Gaggles of blue and red robed students pace in the open courtyards, laughing and arguing, their cheeks and ears pink and rosy with cold. An older student drags a younger student towards them by their mussed coat only to fix its wrinkles. A few circles of people sit on the hard, frozen dirt and lean toward each other while clutching tea glasses, mingled hot breath and steam rising above their heads like curled ribbons, warm in all the ways that matter. Laughter shatters and fractures across chilling gusts of wind, reflecting sound like particles of ice can catch and direct the brightest light.
Twelve years ago, centuries ago, Starrk wanted nothing more than the ability to be in proximity to a person without his reiatsu crushing them. Not even to be able to get close, or talk, or touch. No, his greatest and simplest desire was to be near people, to see their faces and hear their words. He wanted to be near people in the same way a flower might turn their face to the sun.

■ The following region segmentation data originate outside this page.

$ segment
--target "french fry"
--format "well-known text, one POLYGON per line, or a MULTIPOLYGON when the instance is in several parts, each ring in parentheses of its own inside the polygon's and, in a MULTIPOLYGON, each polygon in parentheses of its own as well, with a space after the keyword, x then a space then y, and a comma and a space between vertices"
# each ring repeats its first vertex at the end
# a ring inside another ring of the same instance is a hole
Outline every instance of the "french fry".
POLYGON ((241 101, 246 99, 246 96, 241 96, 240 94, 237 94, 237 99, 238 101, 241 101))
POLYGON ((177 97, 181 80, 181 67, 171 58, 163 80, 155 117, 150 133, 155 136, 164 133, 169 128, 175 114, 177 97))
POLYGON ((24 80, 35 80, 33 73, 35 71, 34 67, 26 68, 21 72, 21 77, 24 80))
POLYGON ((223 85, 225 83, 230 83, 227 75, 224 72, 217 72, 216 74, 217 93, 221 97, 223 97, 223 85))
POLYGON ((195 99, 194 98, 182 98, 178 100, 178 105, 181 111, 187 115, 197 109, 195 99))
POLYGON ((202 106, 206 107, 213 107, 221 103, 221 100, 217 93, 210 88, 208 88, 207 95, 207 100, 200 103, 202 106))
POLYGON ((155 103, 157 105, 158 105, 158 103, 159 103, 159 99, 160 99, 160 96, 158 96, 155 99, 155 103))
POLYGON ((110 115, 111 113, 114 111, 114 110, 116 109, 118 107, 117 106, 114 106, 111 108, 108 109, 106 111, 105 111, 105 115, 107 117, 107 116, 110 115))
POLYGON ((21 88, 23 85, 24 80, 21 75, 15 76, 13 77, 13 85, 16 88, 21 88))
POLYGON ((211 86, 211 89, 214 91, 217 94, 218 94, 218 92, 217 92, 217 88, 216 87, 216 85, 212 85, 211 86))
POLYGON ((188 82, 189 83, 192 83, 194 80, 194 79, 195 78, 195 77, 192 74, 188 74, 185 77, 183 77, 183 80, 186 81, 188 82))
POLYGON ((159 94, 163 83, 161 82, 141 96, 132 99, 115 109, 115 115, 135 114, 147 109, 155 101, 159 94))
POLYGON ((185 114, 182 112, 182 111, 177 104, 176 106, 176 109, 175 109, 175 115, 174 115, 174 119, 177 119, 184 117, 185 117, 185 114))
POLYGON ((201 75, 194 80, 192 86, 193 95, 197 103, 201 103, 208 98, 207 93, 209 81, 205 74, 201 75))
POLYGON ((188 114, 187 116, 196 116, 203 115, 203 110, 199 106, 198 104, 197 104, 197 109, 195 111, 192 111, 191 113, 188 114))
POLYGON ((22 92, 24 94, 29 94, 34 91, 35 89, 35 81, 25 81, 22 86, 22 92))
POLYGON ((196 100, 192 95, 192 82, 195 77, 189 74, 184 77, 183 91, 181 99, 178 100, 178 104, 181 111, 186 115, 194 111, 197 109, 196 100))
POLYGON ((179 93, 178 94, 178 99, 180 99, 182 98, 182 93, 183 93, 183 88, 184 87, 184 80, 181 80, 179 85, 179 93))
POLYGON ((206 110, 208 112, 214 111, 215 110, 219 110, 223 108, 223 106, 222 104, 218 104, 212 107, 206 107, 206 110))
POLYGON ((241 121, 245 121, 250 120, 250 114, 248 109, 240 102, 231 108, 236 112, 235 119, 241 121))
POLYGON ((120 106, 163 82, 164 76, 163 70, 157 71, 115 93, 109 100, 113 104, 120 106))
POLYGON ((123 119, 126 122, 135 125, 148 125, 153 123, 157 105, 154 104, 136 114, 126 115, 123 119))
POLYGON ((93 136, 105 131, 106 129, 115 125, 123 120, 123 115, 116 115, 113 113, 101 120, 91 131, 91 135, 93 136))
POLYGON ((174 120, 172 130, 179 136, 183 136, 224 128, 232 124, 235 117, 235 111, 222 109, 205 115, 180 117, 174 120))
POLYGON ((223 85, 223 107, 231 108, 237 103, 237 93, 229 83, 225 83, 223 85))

Anything further and the fantasy broke.
Everything he wanted all those years ago when he was trembling and cold is in front of him, waiting for him to cross the threshold. He should be, by all accounts, pleased. Here, he is Coyote Starrk, first year student, and the only unusual thing about him is his arrival far after the start of the term and the wound on his face. No one knows him as Aizen’s former Primera Espada, or the new Captain-Commander’s pet monster.
He doesn’t. He feels old. Sick. Like a raw, exposed wound.
We knew them and they were ours, his terrible heart says. Does it have to be a betrayal, that we cannot survive on scraps anymore?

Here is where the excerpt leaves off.